On June 6, 2023, New York Senate Bill S5640 / Assembly Bill A5295 (“S5640”) won near-unanimous final passage in the New York Assembly with a 147-1 vote, after being passed unanimously by the Senate the previous week.  If signed into law by Governor Hochul, the legislation would, effective immediately, add to New York labor law a new section 203-f that renders unenforceable provisions in employee agreements that require employees to assign certain inventions developed using the employee’s own property and time. 

As well-settled default rules for patentable inventions (contrary to those for copyrightable works) presumptively deem employee-created inventions the property of the employee, it is critical for innovation-focused businesses to enter into invention assignment agreements with employees to secure ownership of employee-created inventions as they are conceived and first reduced to practice.  Though it is generally beneficial for businesses to include broad invention assignment provisions in these agreements, several states have adopted statutes that deem overly broad assignment provisions to be unenforceable.  S5640, if signed into law, would introduce such limitations into New York labor law.

S5640 provides statutory protections that are nearly identical to those of its longstanding California state law counterpart (Cal. Lab. Code §2870), as has been the trend with states that have enacted statutes governing employee invention assignment agreements (including Delaware, Illinois, Kansas, Minnesota, New Jersey, North Carolina and Washington)—only Nevada and Utah to date have deviated, in each case flipping presumptive ownership of employee-created inventions to the employer.  Under S5640, employee invention assignment provisions will not apply to any invention that an employee develops:

(i) entirely on his or her own time; and

(ii) without using the employer’s equipment, supplies, facilities, or trade secret information,

except for inventions that:

(a) relate at the time of conception or reduction to practice of the invention to the employer’s business, or actual or demonstrably anticipated research or development of the employer; or

(b) result from any work performed by the employee for the employer. Under S5640, as is the case with Cal. Lab. Code §2870, employee invention assignment provisions that would require the assignment of these excluded inventions are against the public policy of the state and will be unenforceable.

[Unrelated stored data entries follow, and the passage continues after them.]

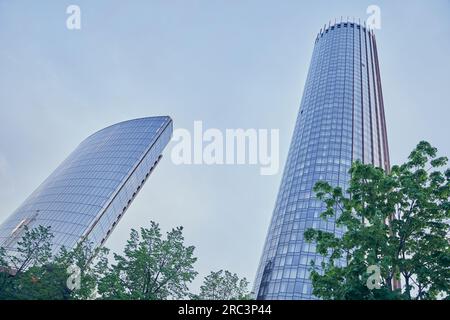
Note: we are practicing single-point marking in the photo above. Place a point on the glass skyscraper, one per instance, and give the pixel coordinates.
(85, 197)
(341, 119)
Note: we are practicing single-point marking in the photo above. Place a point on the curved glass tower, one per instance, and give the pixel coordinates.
(341, 119)
(85, 197)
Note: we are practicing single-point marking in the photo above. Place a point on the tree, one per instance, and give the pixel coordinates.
(223, 285)
(151, 268)
(28, 273)
(397, 222)
(83, 267)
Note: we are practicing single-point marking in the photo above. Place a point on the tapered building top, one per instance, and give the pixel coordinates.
(341, 119)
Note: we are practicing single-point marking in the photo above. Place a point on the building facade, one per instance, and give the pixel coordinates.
(85, 197)
(341, 119)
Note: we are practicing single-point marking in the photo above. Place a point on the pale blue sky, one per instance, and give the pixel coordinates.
(228, 63)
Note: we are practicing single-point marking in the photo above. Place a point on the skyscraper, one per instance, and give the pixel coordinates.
(341, 119)
(85, 197)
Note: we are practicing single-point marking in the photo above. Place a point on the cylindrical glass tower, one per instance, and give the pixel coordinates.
(341, 119)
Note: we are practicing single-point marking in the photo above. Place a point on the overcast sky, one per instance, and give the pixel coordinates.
(229, 63)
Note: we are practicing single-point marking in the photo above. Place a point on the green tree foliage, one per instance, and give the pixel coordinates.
(398, 221)
(151, 267)
(223, 285)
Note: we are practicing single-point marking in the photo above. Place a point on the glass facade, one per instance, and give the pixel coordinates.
(341, 119)
(85, 197)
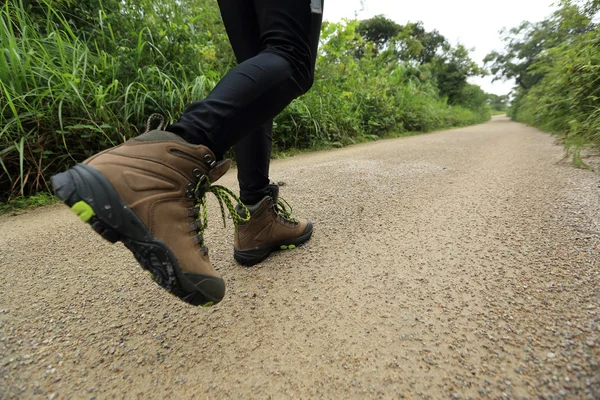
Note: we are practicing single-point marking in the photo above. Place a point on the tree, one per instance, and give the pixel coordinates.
(527, 42)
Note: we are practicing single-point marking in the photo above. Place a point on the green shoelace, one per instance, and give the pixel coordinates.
(224, 197)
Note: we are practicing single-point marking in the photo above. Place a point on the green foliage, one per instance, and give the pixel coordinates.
(77, 77)
(20, 203)
(498, 103)
(564, 97)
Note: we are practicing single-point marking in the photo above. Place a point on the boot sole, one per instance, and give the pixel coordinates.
(94, 200)
(250, 257)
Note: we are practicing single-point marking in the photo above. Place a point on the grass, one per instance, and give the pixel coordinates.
(65, 95)
(21, 203)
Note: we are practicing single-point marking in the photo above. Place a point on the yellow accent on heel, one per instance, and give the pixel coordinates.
(83, 210)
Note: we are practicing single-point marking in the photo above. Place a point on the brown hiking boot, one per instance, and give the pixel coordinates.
(270, 228)
(149, 193)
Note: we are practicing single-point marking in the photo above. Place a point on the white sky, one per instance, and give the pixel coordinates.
(474, 23)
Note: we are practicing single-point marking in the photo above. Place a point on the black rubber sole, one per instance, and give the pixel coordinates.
(92, 197)
(250, 257)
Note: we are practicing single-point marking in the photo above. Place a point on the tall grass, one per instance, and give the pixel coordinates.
(567, 100)
(67, 94)
(61, 99)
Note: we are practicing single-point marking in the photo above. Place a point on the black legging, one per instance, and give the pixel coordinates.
(275, 43)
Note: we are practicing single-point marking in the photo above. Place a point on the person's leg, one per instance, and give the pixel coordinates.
(252, 152)
(271, 227)
(259, 88)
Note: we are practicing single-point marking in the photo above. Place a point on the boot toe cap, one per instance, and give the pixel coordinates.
(212, 288)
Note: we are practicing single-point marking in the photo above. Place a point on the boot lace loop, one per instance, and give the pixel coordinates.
(284, 210)
(224, 196)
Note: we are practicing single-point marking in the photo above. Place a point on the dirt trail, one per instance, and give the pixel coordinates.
(460, 264)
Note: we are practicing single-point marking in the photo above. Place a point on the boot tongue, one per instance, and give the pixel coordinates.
(252, 209)
(219, 170)
(155, 136)
(274, 188)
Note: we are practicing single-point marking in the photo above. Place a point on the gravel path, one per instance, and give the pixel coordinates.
(460, 264)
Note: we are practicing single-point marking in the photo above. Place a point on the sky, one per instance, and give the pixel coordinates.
(474, 23)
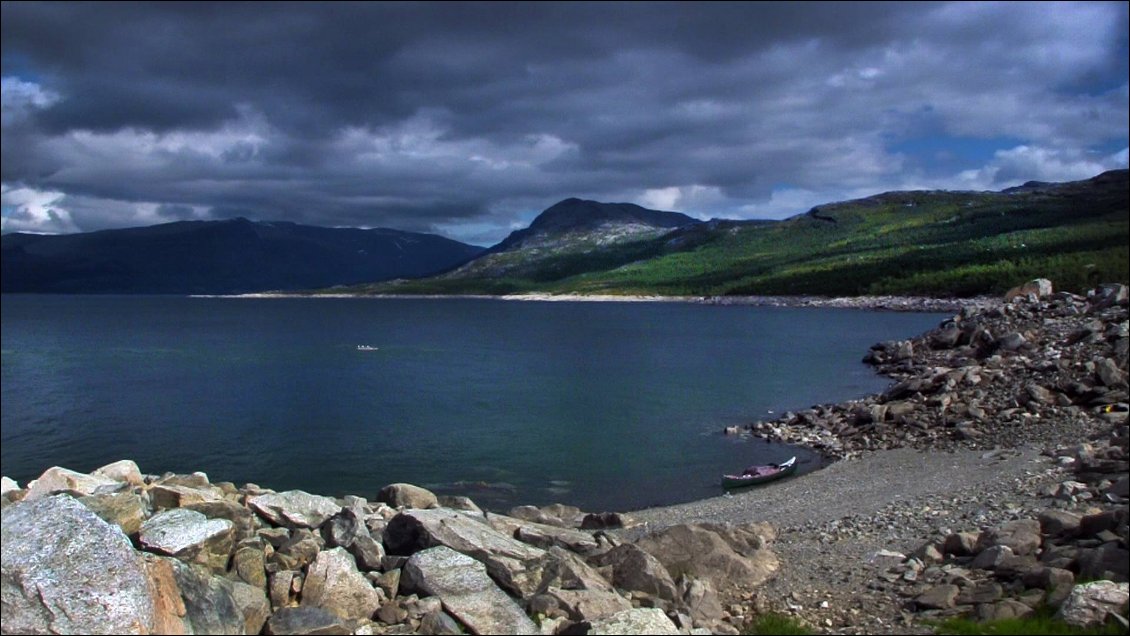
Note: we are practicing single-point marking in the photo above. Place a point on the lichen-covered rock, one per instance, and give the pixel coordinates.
(467, 591)
(407, 496)
(189, 536)
(1091, 603)
(294, 508)
(639, 620)
(335, 584)
(123, 470)
(57, 479)
(66, 571)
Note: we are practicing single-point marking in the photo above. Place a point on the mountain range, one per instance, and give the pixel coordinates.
(222, 256)
(941, 243)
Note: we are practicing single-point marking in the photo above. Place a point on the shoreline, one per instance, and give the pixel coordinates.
(926, 304)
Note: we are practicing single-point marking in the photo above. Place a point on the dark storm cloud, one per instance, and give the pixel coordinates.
(469, 116)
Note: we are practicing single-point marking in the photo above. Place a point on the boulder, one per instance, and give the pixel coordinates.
(294, 508)
(1091, 603)
(407, 496)
(640, 620)
(189, 536)
(466, 590)
(544, 536)
(209, 601)
(124, 470)
(66, 571)
(1020, 536)
(588, 604)
(516, 566)
(335, 584)
(175, 496)
(305, 621)
(252, 602)
(707, 551)
(938, 598)
(636, 571)
(57, 479)
(8, 485)
(124, 510)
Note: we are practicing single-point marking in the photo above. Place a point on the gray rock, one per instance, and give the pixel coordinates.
(57, 479)
(189, 536)
(175, 496)
(335, 584)
(467, 592)
(588, 604)
(703, 551)
(209, 601)
(640, 620)
(252, 602)
(124, 470)
(8, 485)
(1020, 536)
(440, 624)
(1089, 603)
(124, 510)
(407, 496)
(636, 571)
(294, 508)
(305, 621)
(516, 566)
(250, 565)
(66, 571)
(1055, 522)
(544, 536)
(938, 598)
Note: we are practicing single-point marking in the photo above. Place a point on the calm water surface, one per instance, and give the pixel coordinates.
(607, 406)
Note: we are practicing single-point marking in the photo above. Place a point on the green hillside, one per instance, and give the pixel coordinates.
(936, 243)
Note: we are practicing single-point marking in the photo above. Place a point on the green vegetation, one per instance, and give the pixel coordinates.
(778, 624)
(1041, 624)
(910, 243)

Note that despite the overlap of S5640 and Cal. Lab. Code §2870 (and near-identical legislation in other states), there is meaningful variance among state laws in respect of employee-created inventions.  In the immediate case of S5640, for example, the legislation does not include employer-favorable counterparts of California labor law that (i) explicitly allow employers to require employees to disclose all inventions employees develop during the term of their employment (Cal. Lab. Code §2871) and (ii) place on employees the burden of proving that their inventions are not covered by their employee invention assignment agreements (Cal. Lab. Code §2872).  Given the immediate effect of S5640 if signed into law, while the bill moves to the desk of Governor Hochul, businesses would do well to revisit their existing employee invention assignment agreements (and any template agreements for ongoing use) to ensure that the assignment provisions in each will not be overbroad and be in compliance with, and therefore enforceable under, New York labor law and its new section 203-f upon enshrinement.